Counterfeit goods seized by the U.S. government are shown on display at the National Intellectual Property Rights Coordination Center in northern Virginia on October 7, 2010.

Counterfeit goods seized by the U.S. government are shown on display at the National Intellectual Property Rights Coordination Center in northern Virginia on October 7, 2010. (Jason Reed/Courtesy Reuters)

Richard Suttmeier and Xiangkui Yao have just published a new and excellent paper on China’s intellectual property (IP) rights transition. It is well worth the read, and, until September 8, you can download it for free from the National Bureau of Asian Research’s site.

There is much good analysis of the 2006 Medium- to Long-Term Scientific and Technological Development, the 2008 National Intellectual Property Strategy, as well as the 2010 National Patent Development Strategy and how these and other policies fit into and help shape China’s emerging IP regime.  Suttmeier and Yao’s main argument seems to be that outside observers (and probably the Chinese themselves) have no idea which way China is going to go. We could be at the beginning of “harmonization”, with Chinese laws and, more importantly, practices increasingly coming to look more like the rest of the world’s. Alternatively, the rise of strategic behavior and techno-nationalist policies could promote “tit for tat behavior” and create “an IP security dilemma that would undermine China’s aspirations and make international cooperation much more difficult.”

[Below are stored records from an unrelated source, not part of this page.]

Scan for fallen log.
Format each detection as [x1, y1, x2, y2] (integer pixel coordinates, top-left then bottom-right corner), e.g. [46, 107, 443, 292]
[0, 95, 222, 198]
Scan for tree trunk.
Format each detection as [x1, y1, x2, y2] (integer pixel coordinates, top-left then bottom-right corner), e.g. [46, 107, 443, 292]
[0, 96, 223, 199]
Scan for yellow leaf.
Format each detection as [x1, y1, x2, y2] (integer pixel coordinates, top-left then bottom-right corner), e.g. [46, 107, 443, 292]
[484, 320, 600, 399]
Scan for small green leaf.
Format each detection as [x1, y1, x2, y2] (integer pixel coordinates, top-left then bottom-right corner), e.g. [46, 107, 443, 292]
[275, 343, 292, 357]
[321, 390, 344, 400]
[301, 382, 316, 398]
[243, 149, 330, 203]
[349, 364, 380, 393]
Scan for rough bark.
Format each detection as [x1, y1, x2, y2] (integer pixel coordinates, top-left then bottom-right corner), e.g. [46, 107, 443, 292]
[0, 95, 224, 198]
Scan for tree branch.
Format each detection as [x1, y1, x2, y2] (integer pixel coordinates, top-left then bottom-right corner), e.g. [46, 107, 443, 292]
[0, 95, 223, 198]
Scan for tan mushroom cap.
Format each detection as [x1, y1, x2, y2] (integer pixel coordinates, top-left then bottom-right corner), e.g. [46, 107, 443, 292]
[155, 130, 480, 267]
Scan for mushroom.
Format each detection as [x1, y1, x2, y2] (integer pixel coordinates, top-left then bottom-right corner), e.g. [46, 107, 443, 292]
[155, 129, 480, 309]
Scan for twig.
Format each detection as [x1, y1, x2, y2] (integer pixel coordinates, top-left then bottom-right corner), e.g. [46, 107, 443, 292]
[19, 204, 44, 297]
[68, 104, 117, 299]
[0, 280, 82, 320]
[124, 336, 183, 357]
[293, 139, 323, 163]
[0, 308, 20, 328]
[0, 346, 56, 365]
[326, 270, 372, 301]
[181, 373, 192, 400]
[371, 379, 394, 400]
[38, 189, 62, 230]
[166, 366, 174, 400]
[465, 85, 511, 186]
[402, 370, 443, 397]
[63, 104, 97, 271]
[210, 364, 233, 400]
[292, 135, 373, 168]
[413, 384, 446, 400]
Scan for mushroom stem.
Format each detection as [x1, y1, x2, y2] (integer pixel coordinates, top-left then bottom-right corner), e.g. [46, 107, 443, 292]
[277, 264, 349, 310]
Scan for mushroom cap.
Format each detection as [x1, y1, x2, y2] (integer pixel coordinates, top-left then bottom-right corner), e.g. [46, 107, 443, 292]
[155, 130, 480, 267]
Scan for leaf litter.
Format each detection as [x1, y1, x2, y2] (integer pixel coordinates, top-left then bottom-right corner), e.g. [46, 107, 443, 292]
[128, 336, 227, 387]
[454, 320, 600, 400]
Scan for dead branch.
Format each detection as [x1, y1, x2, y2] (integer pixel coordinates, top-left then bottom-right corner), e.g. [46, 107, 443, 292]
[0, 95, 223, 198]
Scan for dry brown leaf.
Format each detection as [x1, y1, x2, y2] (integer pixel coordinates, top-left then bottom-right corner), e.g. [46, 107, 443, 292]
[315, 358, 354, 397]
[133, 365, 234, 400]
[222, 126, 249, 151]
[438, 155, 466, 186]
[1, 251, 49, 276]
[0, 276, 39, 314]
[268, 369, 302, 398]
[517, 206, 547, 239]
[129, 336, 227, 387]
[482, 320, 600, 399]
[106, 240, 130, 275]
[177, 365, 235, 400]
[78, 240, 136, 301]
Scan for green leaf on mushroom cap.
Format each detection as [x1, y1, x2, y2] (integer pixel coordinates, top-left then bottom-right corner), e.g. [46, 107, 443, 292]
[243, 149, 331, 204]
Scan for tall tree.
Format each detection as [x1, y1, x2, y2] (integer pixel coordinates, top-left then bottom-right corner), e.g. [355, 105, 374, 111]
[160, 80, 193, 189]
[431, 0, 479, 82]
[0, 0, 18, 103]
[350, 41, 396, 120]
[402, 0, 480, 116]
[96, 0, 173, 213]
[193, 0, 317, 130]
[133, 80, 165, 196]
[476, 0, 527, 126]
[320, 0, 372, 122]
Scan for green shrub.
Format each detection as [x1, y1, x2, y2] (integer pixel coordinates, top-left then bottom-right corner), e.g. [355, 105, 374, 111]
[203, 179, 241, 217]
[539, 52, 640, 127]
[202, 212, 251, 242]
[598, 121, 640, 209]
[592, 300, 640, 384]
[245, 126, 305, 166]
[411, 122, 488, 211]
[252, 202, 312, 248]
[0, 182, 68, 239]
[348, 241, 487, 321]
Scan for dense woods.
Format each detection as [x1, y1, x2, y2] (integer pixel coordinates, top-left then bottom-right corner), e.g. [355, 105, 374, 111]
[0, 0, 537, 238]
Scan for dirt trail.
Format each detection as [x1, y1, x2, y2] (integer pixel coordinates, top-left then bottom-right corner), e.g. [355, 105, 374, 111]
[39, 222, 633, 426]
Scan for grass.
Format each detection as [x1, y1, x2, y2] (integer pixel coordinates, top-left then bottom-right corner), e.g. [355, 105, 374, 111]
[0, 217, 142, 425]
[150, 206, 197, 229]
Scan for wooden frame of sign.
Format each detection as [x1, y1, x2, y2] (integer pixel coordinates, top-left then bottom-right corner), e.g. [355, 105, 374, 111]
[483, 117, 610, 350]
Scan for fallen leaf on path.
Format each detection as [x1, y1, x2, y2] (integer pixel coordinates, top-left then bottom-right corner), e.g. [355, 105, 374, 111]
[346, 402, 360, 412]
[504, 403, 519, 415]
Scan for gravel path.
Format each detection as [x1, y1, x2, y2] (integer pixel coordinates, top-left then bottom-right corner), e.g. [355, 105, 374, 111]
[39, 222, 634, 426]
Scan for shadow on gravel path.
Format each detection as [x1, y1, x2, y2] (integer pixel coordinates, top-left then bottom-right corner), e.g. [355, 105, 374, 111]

Suttmeier and Yao keep their cards pretty close to their chests. After reading the report, it was hard for me to guess which outcome they thought was more likely. I have been pretty firmly in the second camp, believing that China’s strong state direction of technology policy, desire for autonomy from the West, and historical distrust of international IP regimes are a recipe for continued conflict and strife. But the report gave me plenty of data points to make me at least question that position.

The most interesting discussion in the paper is about the explosion of patents in China.  Questioning how innovative these patents actually are is well-trod ground. Suttmeier and Yao point out that China has become the most litigious society in the world, in terms of intellectual property. In 2009, there were 30,626 IP civil cases, and the number rose to 42,902 in 2010. Of those, there were 24,700 copyright cases, 8,460 trademark, and 5,785 patent. This can be compared to the United States where, in 2009, there were 2,192 copyright, 1,792 trademark, and 1,674 patent cases. Suttmeier and Yao argue that while the creation of well-defined property rights and a smoothly operating legal system are usually pluses for building an effective innovation system, the Chinese may in fact be creating a “hyper IPR environment” that undermines trust and cooperation.  Given how competitive Chinese markets are, it is not surprising that firms would seek advantages in the court. Yet all of this “legal combat” may make it more difficult to build cooperation among universities, firms, and research institutes–networks essential to promoting innovation.

People always point to litigation and lawyers as one of the great weakness of the U.S. innovation system, so it is interesting to think that China, which is always held up as the model of policy efficiency, may have similar “problems.”  At any rate, go read the paper, it is well worth it.